Add LLaMA support #323

borzunov · 2023-06-08T03:19:03Z

This PR:

Abolishes the model conversion procedure. Now, models are downloaded directly from original repositories like https://huggingface.co/bigscience/bloom. Servers download only shards with blocks to be hosted, and clients download only shards with input/output embeddings and layernorms.
- BLOOM is loaded from bigscience/bloom, but we use the DHT prefix bigscience/bloom-petals for backward compatibility. Same with smaller BLOOMs and BLOOMZ.
- LLaMA can be loaded from any repo like username/llama-65b-hf, but we use the DHT prefix llama-65b-hf (without the username) to accomodate blocks from different repos (there're a few of them with minor differences, such as Llama vs. LLaMA in the class name).
Refactors the client to generalize it for multiple models. Now, we have petals.models packages that contain model-specific code (e.g. petals.models.bloom, petals.models.llama). General code (e.g. CPU-efficient LM head, p-tuning) is kept in petals.client.
Introduces WrappedLlamaBlock, DistributedLlamaConfig, DistributedLlamaForCausalLM, DistributedLlamaForSequenceClassification, and DistributedLlamaModel compatible with Petals functionality (p-tuning, adapters, etc.).
Introduces AutoDistributedConfig that automatically chooses the correct config class (DistributedLlamaConfig or DistributedBloomConfig). The refactored configs contain all model-specific info for both clients and servers.

Upgrade instructions:

Remove disk caches for blocks in old (converted) format to save disk space.
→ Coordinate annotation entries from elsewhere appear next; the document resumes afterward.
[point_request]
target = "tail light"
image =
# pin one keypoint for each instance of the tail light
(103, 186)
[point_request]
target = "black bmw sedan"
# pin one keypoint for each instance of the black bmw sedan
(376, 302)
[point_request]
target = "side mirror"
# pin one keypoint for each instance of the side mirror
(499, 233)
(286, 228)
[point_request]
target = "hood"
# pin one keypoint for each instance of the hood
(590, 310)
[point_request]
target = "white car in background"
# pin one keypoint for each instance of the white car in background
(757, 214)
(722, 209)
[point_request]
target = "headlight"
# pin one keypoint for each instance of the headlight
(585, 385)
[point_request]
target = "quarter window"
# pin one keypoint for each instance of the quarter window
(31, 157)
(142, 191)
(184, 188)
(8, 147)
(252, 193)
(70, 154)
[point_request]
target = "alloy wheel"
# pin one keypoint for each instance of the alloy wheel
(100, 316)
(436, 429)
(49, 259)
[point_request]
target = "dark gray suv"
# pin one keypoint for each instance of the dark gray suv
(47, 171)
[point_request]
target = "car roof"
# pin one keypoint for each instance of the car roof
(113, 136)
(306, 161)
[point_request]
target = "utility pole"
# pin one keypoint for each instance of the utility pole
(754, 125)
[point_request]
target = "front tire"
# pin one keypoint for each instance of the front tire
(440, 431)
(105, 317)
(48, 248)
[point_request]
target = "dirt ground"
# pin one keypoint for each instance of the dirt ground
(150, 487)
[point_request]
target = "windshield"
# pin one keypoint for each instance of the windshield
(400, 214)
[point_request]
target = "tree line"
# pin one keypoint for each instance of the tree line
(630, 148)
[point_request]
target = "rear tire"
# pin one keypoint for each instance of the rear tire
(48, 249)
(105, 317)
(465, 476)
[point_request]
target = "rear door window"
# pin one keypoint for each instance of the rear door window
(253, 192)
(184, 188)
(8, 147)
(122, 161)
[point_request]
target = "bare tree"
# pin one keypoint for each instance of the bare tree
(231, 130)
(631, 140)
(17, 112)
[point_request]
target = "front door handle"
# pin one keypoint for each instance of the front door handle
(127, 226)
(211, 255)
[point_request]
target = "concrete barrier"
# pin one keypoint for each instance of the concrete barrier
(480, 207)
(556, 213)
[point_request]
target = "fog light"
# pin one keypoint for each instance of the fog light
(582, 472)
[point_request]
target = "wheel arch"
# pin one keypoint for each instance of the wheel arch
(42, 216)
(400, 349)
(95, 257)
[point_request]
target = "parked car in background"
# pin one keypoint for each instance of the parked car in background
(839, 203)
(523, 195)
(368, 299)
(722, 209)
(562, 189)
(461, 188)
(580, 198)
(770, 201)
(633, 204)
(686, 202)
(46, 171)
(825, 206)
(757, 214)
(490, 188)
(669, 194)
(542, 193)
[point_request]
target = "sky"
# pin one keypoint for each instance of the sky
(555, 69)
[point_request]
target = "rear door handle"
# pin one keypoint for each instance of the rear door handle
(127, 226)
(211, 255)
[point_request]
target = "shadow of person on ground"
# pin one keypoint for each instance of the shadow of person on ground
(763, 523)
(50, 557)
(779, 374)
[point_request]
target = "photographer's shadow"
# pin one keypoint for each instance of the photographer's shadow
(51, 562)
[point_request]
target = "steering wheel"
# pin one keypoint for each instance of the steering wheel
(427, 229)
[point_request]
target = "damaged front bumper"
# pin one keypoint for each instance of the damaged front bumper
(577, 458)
That is, remove ~/.cache/petals/model--bigscience--bloom-petals and ~/.cache/petals/model--bigscience--bloomz-petals directories (if present).

Tested:

Servers hosting BLOOM and LLaMA
Clients running inference, p-tuning and adapter tuning for BLOOM and LLaMA

Expected additions to this PR:

Fix NaNs in prompt embeddings during LLaMA p-tuning
Add AutoDistributedModel, AutoDistributedModelForCausalLM, AutoDistributedModelForSequenceClassification (so that we have Colab notebooks where it's enough to replace only the model name)

Future work for other PRs:

Add log messages regarding model terms of use
Cover llama with tests
Decide on cache reordering code
Add guanaco
Add falcon-40b and falcon-40b-instruct
Update the "Host your own model" guide
Update http://health.petals.ml and http://chat.petals.ml
Upgrade example notebooks
Add speed measurements vs. llama.cpp

borzunov · 2023-06-23T00:36:28Z

.github/workflows/run-tests.yaml

        run: |
-          export HF_TAG=${{ hashFiles('setup.cfg', 'src/petals/cli/convert_model.py') }}
-          export MODEL_NAME=bloom-testing/test-bloomd-560m-$HF_TAG
+          export MODEL_NAME=bigscience/bloom-560m


Loading the entire 560m model takes only 5 sec, so I'd stick to using it.
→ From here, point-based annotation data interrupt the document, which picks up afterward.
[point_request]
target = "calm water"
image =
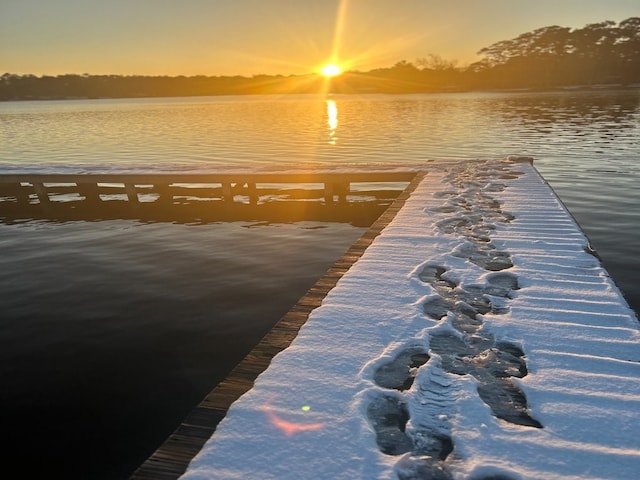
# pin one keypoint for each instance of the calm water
(106, 328)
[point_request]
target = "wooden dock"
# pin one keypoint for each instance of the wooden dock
(475, 264)
(167, 188)
(172, 458)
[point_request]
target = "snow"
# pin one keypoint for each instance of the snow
(476, 338)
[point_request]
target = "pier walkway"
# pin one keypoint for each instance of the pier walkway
(472, 333)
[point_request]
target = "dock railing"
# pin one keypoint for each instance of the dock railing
(230, 188)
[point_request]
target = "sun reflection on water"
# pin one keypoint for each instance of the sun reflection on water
(332, 121)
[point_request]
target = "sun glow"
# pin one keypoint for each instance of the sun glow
(331, 70)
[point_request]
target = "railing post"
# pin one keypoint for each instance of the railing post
(227, 195)
(41, 192)
(253, 194)
(89, 191)
(132, 193)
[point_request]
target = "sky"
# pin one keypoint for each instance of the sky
(251, 37)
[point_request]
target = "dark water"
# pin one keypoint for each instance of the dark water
(110, 331)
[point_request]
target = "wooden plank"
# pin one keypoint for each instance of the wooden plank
(217, 178)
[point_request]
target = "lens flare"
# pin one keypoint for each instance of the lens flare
(331, 70)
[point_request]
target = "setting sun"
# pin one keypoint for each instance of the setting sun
(331, 70)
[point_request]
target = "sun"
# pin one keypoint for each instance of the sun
(331, 70)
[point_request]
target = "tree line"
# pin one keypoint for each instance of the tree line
(549, 57)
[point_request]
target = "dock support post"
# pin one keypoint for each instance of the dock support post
(21, 197)
(328, 193)
(227, 195)
(89, 191)
(132, 193)
(253, 194)
(41, 192)
(164, 192)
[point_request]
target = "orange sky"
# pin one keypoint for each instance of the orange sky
(246, 37)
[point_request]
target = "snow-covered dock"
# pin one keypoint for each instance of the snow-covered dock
(477, 337)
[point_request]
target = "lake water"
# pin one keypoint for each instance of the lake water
(107, 327)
However, it takes a little more RAM, so we run 4 servers instead of 5 below.

justheuristic · 2023-06-23T06:30:26Z

.github/workflows/run-tests.yaml

-      - name: Delete any test models older than 1 week
-        if: steps.cache-model.outputs.cache-hit != 'true'
-        run: |
-          python tests/scripts/remove_old_models.py --author bloom-testing --use_auth_token $BLOOM_TESTING_WRITE_TOKEN


let's not forget to manually delete them in a week or so

src/petals/client/from_pretrained.py

src/petals/models/bloom/config.py

justheuristic · 2023-06-23T06:37:30Z

src/petals/models/llama/block.py

+        value_states = value_states.view(batch_size * self.self_attn.num_heads, seq_length, self.self_attn.head_dim)
+        key_states = key_states.view(*value_states.shape)
+        key_states = key_states.permute(0, 2, 1)
+        return (key_states, value_states)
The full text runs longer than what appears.